IN CHAPTER 10, Shaw returns to the UFW itself to examine why the union experienced a sharp decline in membership and influence by the 1980s. "By 2006, the UFW had no table grape contracts...Sadly, some believe that the wages and working conditions for farmworkers today lag farther behind those of other workers than they did in 1965, when the Delano grape strike began."

Shaw argues that the main factor in this decline was the way in which Chavez increasingly sought to assert total control over the UFW's activities, expelling those who disagreed with him and leaving no space for alternative viewpoints. As a result, most of the key figures who had built the union left between 1977 and 1981. Shaw writes:

[A]s typically happens to human beings who become symbols of larger ideals, Chavez's shortcomings...have been minimized or even ignored. As a result, most accounts of the union's decline primarily blame external factors--chief among them California's election of a pro-Republican governor...This...view, which insulates Cesar Chavez from responsibility for the union's decline, actually undermines the great accomplishments of the farmworkers movement. It wrongly assumes that Chavez was powerful enough to continue building the UFW without most of his key allies, and it perpetuates the false idea that politicians can readily defeat progressive social movements.

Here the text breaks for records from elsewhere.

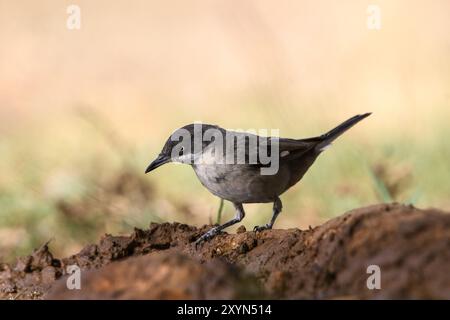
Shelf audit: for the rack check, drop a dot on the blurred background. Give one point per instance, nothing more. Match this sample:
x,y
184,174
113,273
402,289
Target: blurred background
x,y
83,112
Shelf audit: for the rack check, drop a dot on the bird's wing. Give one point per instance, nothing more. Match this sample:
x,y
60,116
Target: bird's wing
x,y
293,148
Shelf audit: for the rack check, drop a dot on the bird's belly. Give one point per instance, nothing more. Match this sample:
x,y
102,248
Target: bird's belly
x,y
241,183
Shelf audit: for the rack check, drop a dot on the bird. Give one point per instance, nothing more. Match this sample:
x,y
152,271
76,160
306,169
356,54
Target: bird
x,y
243,180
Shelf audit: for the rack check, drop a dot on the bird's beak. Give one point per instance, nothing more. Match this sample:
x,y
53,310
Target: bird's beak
x,y
162,159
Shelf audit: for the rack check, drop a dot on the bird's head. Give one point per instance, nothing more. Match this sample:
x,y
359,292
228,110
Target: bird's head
x,y
183,145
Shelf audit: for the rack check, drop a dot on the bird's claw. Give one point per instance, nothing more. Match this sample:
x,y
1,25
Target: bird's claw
x,y
206,237
262,228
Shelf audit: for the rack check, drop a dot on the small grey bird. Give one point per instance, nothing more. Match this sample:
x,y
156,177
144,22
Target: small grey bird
x,y
242,180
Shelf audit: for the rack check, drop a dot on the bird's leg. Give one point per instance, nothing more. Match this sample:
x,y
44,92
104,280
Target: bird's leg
x,y
277,207
214,231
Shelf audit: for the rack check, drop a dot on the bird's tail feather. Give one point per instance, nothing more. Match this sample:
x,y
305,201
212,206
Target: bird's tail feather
x,y
327,138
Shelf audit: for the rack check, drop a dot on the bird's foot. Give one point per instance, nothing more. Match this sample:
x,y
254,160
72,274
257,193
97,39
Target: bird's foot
x,y
262,228
207,236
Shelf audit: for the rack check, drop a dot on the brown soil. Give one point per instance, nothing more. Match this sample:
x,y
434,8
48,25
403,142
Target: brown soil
x,y
410,246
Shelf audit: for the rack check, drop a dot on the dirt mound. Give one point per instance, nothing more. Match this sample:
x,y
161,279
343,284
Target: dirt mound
x,y
410,246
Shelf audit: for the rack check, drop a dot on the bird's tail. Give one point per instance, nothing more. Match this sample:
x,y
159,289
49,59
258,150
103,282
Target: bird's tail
x,y
327,138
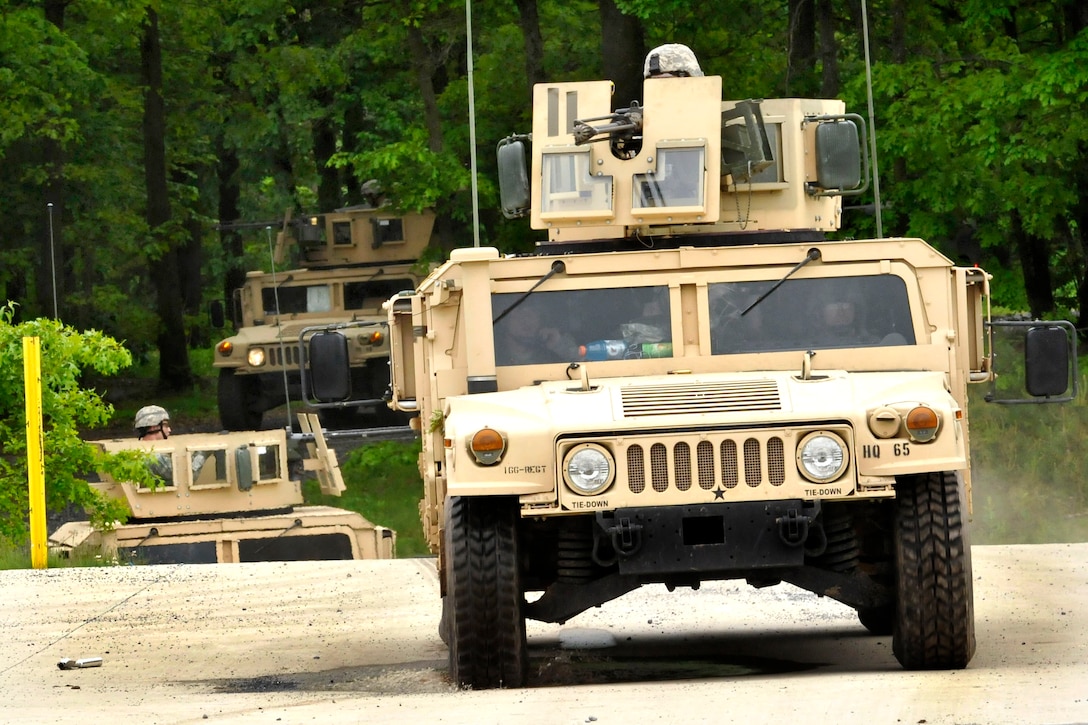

In other words, true respect for the struggles of the past requires that we learn from their mistakes as well as their successes. This same critical approach should be applied to the UFW's whole history, not just its disintegration in the late 1970s and early 1980s. With this approach, we should be able to reject those strategies that did not build a stronger union--turning Chavez into a saintlike figure, supporting border enforcement and pouring resources into electing Democrats--while embracing all the inspiring successes of the UFW's struggle.

A new generation of activists needs such a critical approach so that we can build stronger, lasting movements for the future.